Government insiders and technology industry players have raised alarms about the Federal Government’s new COVID-19 tracing app, after a contract for its data storage went offshore to US retail and technology giant Amazon.
Key points:
- The Federal Government says the app will help trace the coronavirus spread in Australia
- Concerns are raised that Australians’ data will be hosted by US tech giant Amazon
- Data held by US-registered companies can be accessed by US law enforcement
Bureaucrats inside the Government’s Digital Transformation Agency voiced concerns about the awarding of the contract to an overseas provider when several wholly Australian-owned cloud storage services had been security vetted for precisely such high-level contracts.
The ABC has also confirmed the tender was a limited, invitation-only opportunity initially run by the Department of Home Affairs, which is principally responsible for border protection and national security.
Issuing the contract to Amazon may also mean the Australian data is obtainable by US law enforcement under a 2018 law that allows them to obtain information held by US-registered data companies no matter where in the world that information is held.
However, today the Prime Minister and a spokesman for Government Services Minister Stuart Robert rejected suggestions the US law would apply to the tracing app data.
Amazon, incorporated in Seattle, is one of the world’s largest companies.
Last year it reported earnings of more than $270 billion.
Home Affairs declined to answer specific questions about the tender process.
A spokesman for the department said: “The department’s role in the development of a contact tracing capability has been one of support to enable access to the capacity of staff with relevant technical and delivery skills to progress this work on behalf of the Department of Health and the Digital Transformation Agency.”
Responsibility for the tracing app has since been moved to the Digital Transformation Agency, which comes within the portfolio of Government Services Minister Stuart Robert.
A spokesman for Mr Robert said the Minister had confidence in the management of the tracing app data, which he said was a “contact” app and still in development.
Asked for Mr Robert’s view of the decision of Home Affairs to run a limited, invitation-only tender, his spokesman said: “We cannot comment on a procurement process led by another department.”
ABC News can also reveal the Government has plans to store the decryption keys for the data in the same cloud as the data itself — a practice frowned upon within the industry for such a sensitive cache of public information.
Mr Robert’s spokesman said the practice was acceptable.
“Database keys will be managed through Amazon Web Services’ Key Management System (KMS), a widely used security service that has been previously assessed by the ACSC,” the spokesman said.
ACSC refers to the Australian Cyber Security Centre, part of the Australian Signals Directorate, the country’s electronic spy agency which is responsible for government cyber security.
How the tracing app works
The app is designed to help identify with whom a COVID-19 positive person has met while infected, speeding up the contact tracing process.
Relying on Bluetooth technology, the app will identify other phones using the app that have been within a 1.5 metre range for at least 15 minutes.
The app logs and encrypts that contact on the phone. Later, if a person using the app tests positive to COVID-19, they would be asked to download their encrypted contact log and send it to the Government, which will store it in the Amazon cloud.

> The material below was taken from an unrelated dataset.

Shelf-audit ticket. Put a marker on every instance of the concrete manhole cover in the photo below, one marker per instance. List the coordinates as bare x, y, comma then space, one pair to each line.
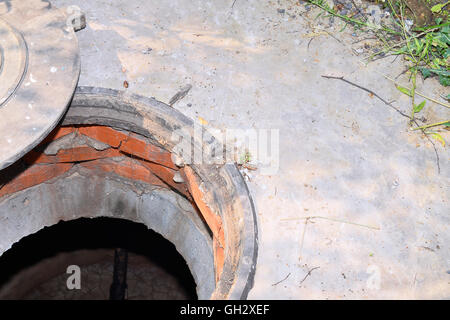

State and territory health authorities will then be able to access the cloud, decrypt the data and contact those who were in close proximity to the COVID-positive person.
The tracing app has been sold by Prime Minister Scott Morrison as an important part of easing restrictions in Australia, but it has also been met with concerns regarding how information will be used and stored.
The revelation that this information is to be held by Amazon’s cloud service — Amazon Web Services (AWS), the world’s largest cloud service, which operates under US law — may spark further concern.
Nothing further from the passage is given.